The self-similar solution shown above predicts that the current radius of the overdensity is 0.34 Mpc for a wake formed at Z = 10000, string velocity of 0.5c and h = 0.5. That makes the width of the overdensity w = 0.68 Mpc. The streaming velocity of the matter outside the same wake is predicted to be around 34 km/s.
Hot dark matter in cosmic string wakes eventually also forms a self-similar solution. Self-similarity isn't reached for a longer time after the wake is formed than for cold dark matter due to the velocity dispersion of the dark matter, giving it an effective pressure and preventing condensation before the mean free path of the dark matter particles is below the Jean's length. Below is a movie of the phase space of hot dark matter in a planar symmetric cosmic string wake. Velocity is scaled to the Zel'dovich solution velocity, and positions are scaled to time to the two-thirds power. Disregard the values on the axes, they are random.
Note the initial velocity dispersion damp out due to the Hubble expansion as time goes on. Also, note the relatively long time it takes for the solution to go self-similar, relative to cold dark matter.
The width of the overdensity in the solution above is 0.29 Mpc for a wake formed at Z = 10000, string velocity of 0.5c and h = 0.5. This is smaller than that of the cold dark matter.
The next two selections are movies of the mass density of the wake as it evolves in time. The horizontal axis is bin number and the vertical axis is density. Units are CGS. This is the same simulation as in the above movie.
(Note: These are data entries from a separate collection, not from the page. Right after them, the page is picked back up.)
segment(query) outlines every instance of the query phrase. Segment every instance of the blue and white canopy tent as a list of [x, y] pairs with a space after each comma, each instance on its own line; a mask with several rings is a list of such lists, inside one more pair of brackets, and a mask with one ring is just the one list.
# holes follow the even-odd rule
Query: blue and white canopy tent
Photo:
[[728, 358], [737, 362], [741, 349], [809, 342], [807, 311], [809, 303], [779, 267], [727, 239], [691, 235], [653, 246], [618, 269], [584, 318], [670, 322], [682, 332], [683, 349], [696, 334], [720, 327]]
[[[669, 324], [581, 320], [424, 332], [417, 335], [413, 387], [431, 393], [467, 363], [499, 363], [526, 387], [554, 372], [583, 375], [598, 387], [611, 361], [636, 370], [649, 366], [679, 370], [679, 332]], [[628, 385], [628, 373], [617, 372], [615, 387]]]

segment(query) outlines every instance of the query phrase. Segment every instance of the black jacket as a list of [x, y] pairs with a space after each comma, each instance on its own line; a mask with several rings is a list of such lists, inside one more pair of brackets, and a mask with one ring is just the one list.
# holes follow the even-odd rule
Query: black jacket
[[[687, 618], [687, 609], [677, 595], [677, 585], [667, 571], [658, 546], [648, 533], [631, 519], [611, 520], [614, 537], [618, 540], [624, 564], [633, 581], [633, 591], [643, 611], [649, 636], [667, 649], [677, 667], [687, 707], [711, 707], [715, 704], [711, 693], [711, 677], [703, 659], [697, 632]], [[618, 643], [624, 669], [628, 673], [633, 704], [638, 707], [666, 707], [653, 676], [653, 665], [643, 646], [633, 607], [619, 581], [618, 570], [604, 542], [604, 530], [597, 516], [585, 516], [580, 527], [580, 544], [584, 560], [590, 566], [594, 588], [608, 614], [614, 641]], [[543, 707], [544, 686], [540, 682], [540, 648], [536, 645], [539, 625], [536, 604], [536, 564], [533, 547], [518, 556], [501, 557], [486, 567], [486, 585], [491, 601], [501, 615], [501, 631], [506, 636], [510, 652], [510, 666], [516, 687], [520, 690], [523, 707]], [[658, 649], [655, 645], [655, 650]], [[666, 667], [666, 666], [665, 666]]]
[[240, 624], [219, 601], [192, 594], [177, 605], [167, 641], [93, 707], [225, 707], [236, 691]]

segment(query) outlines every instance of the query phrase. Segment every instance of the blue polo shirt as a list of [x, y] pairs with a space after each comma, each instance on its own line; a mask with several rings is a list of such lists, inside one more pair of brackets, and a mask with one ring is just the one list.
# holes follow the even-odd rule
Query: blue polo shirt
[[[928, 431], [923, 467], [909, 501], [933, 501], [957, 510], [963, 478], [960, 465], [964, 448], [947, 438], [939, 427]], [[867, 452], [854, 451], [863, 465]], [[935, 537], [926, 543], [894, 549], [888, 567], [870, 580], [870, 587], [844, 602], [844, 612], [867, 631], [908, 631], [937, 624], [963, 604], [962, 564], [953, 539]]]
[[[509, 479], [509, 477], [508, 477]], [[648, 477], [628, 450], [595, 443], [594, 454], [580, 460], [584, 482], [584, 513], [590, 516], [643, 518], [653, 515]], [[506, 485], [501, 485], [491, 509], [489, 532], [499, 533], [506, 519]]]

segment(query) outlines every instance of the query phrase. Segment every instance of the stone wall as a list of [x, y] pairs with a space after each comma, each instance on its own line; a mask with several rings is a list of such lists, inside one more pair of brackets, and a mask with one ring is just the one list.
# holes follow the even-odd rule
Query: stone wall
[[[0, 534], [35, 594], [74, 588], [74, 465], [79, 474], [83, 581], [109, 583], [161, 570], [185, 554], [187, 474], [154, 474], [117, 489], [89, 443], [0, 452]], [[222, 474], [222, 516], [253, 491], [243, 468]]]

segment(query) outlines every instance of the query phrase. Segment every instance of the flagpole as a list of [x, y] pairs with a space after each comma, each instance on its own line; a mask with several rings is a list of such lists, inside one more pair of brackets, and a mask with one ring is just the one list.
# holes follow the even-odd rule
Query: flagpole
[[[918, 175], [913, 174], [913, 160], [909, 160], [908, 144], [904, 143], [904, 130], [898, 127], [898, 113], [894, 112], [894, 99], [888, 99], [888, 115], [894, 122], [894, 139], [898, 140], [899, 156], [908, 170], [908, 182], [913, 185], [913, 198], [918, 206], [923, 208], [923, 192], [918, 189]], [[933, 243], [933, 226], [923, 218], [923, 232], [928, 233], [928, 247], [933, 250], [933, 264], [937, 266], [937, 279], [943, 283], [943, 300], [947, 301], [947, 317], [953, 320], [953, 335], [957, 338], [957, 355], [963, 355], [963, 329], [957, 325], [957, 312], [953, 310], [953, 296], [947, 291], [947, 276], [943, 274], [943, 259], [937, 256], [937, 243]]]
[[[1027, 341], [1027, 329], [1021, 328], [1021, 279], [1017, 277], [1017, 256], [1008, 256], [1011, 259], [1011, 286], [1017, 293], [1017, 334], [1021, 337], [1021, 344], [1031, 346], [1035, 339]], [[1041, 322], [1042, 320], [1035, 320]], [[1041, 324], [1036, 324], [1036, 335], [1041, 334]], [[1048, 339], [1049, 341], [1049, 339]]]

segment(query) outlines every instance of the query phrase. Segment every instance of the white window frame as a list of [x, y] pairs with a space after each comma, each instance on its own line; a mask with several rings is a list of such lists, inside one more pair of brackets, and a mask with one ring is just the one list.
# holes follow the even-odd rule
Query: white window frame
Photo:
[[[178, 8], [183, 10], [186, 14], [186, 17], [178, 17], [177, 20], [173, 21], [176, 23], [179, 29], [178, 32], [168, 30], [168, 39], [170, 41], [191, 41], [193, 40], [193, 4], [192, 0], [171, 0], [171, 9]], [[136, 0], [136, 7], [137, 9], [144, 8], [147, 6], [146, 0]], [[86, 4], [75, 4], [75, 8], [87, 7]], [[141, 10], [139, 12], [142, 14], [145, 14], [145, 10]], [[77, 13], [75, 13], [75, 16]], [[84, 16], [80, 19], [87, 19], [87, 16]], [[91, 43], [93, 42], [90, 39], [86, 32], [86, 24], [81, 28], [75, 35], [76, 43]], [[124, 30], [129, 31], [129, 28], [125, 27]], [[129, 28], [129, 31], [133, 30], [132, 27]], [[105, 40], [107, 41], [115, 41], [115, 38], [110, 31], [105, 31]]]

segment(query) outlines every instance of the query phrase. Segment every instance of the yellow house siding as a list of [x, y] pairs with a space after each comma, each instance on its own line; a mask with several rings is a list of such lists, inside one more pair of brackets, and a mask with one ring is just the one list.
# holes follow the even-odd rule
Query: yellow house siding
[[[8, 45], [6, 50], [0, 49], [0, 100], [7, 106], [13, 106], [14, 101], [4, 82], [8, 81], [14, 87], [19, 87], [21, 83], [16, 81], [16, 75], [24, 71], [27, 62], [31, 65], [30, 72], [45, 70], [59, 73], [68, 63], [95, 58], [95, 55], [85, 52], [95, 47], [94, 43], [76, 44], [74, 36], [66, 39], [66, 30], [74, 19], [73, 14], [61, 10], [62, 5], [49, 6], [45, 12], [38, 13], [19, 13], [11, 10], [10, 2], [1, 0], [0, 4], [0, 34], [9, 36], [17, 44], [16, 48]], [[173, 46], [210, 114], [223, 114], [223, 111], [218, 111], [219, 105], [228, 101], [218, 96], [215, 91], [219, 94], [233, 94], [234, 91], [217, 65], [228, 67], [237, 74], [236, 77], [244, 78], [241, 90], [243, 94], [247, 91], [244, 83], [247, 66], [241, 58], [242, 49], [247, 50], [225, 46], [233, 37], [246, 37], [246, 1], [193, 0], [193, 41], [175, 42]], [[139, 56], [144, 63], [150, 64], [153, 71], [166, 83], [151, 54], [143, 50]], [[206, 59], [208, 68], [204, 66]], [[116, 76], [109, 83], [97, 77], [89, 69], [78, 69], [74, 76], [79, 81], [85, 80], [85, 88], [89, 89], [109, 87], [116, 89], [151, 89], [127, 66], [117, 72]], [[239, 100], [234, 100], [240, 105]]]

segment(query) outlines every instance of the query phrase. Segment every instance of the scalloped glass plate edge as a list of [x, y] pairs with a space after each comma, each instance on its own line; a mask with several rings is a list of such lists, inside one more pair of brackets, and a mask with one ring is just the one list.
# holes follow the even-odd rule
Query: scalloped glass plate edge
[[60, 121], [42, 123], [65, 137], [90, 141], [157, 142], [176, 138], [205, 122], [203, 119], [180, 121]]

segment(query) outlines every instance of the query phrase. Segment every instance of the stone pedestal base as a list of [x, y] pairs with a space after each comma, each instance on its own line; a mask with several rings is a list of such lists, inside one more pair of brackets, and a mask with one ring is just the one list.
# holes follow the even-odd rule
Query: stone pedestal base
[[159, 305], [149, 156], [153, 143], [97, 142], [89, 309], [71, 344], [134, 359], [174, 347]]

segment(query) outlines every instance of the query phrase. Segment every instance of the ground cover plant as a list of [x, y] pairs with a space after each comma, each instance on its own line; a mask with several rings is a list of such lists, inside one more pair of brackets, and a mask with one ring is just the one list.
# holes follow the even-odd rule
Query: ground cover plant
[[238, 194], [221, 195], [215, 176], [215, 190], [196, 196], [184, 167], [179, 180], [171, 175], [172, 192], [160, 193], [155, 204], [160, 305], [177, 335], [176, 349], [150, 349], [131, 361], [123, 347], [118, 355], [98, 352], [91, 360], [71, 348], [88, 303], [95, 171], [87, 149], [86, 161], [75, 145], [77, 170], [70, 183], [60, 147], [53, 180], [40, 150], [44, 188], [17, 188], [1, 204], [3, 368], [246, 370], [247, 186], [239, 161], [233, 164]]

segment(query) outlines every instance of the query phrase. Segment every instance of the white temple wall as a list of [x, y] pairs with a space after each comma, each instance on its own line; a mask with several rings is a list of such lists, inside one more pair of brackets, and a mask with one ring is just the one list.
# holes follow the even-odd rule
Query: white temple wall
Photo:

Below is a simulation of the matter density scaled to the turnaround radius. Notice that, as in the self-similar phase space movie above, the density profile remains constant (up to numerical resolution) in time. Also, at the end of the simulation, notice the change away from self-similarity due to depletion of matter (and therefore lack of infalling matter) outside the wake overdensity.
In the following plot, the streaming velocity of particles outside the overdense region is compared to the Zel'dovich approximation (which is exact in one dimension). This shows how closely the code tracks the correct solution. The ratio of the two solutions is plotted. Time is in seconds; a ratio of 1.0 means the solutions are exactly the same. Notice that the numerical solution is within 0.004 of the Zel'dovich solution.
Comparison of Streaming Velocity with Zel'dovich Solution A lower resolution (64 gridzones) simulation shows the temperature of the baryonic matter in the overdense region of the wake.
Below is a movie of results from a simulation of a string with wiggles on it. We don't resolve the wiggles, but they give an effective mass per length on the string, thus, there is an associated Newtonian gravitational attraction, which dominates the velocity kick due to the deficit angle. Notice that the string is also slow moving and thus creates a filamentary structure. Since the velocity imparted to the fluid by the gravitational force is not greater than the sound speed, an outward moving shock is created, depleting the core of the wake of baryonic matter and creating high a temperature and pressure at the core of the wake.
Note that the color axis plotted for the temperature is wrong and should be multiplied by a factor of 10^6, NOT 10^7 as is indicated in the graph. There was some bug that I couldn't figure out that caused the graphing routine to put the wrong number. The scale is correct, however.